09-07-2021 10:26 AM
In LabWindows/CVI 2020 (and 2019, 2015), I have a very large structure that has an array, and the offset of that array within the structure is at or beyond 2^29 (512 MiB). If I allocate an instance of that structure and attempt to access the aforementioned array, I get a dereference of out of bounds pointer error in a debug build with resource tracking enabled.
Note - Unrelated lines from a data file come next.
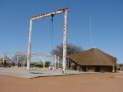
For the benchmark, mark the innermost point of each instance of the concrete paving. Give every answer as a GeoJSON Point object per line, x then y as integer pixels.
{"type": "Point", "coordinates": [36, 72]}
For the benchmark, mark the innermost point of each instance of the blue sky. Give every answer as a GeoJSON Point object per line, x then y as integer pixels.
{"type": "Point", "coordinates": [92, 23]}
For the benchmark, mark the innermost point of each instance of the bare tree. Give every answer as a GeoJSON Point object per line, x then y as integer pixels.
{"type": "Point", "coordinates": [71, 49]}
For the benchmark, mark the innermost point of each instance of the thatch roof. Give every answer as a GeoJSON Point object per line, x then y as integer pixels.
{"type": "Point", "coordinates": [93, 56]}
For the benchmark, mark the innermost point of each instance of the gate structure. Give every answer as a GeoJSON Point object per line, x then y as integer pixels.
{"type": "Point", "coordinates": [29, 51]}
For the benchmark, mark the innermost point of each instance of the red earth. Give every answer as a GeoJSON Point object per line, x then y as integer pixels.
{"type": "Point", "coordinates": [97, 82]}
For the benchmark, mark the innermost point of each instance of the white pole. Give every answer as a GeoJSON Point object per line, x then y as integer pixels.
{"type": "Point", "coordinates": [55, 61]}
{"type": "Point", "coordinates": [58, 61]}
{"type": "Point", "coordinates": [29, 52]}
{"type": "Point", "coordinates": [65, 40]}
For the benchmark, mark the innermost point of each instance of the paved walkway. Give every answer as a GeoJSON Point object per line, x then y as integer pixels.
{"type": "Point", "coordinates": [36, 72]}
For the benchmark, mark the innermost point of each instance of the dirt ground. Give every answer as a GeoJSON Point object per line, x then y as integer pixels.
{"type": "Point", "coordinates": [98, 82]}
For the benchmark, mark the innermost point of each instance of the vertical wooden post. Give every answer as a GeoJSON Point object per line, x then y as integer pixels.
{"type": "Point", "coordinates": [29, 52]}
{"type": "Point", "coordinates": [65, 40]}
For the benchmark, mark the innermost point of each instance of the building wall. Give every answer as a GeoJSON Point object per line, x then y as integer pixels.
{"type": "Point", "coordinates": [86, 68]}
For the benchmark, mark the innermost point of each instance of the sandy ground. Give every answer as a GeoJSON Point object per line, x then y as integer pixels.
{"type": "Point", "coordinates": [98, 82]}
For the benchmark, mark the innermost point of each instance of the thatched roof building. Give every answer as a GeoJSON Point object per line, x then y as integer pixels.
{"type": "Point", "coordinates": [94, 58]}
For example, the following code has an issue at the "t->val[0] = 2.4;" line:
#include <ansi_c.h>
typedef struct _S
{ char a[(512*1024*1024)];
double val[1];
} S;
int main (int argc, char *argv[])
{ S *t = malloc (sizeof (S));
t->val[0] = 2.4;
free (t);
return 0;
}
If I make the a field slightly smaller, the issue goes away:
#include <ansi_c.h>
typedef struct _S
{ char a[(512*1024*1024)-8];
double val[1];
} S;
int main (int argc, char *argv[])
{ S *t = malloc (sizeof (S));
t->val[0] = 2.4;
free (t);
return 0;
}
It doesn't matter if the target is 32-bit or 64-bit.
Is this a known issue?
09-13-2021 05:27 AM
the following works:
#include <ansi_c.h>
#define A_SIZE 512*1024*1024
typedef struct _S
{
char *a;
double val[1];
} S;
int main (int argc, char *argv[])
{
S t = {0} ;
t.a = malloc(A_SIZE) ;
t.val[0] = 2.4;
free (t.a);
return 0;
}
09-15-2021 04:31 PM
I may end up doing that to get the runtime bounds checking working again. To quickly get around the issue, I made a malloc wrapper that looks something like:
void * umalloc (size_t elements, size_t sizeOfElement)
{
void * ret = malloc (elements, sizeOfElement);
return ret;
}
If the return value of malloc is first assigned to a variable of type void *, the runtime array bounds checks are not enabled for the block of memory. It's not optimal, but it at least I have bounds checking for everything else in the program besides this large structure.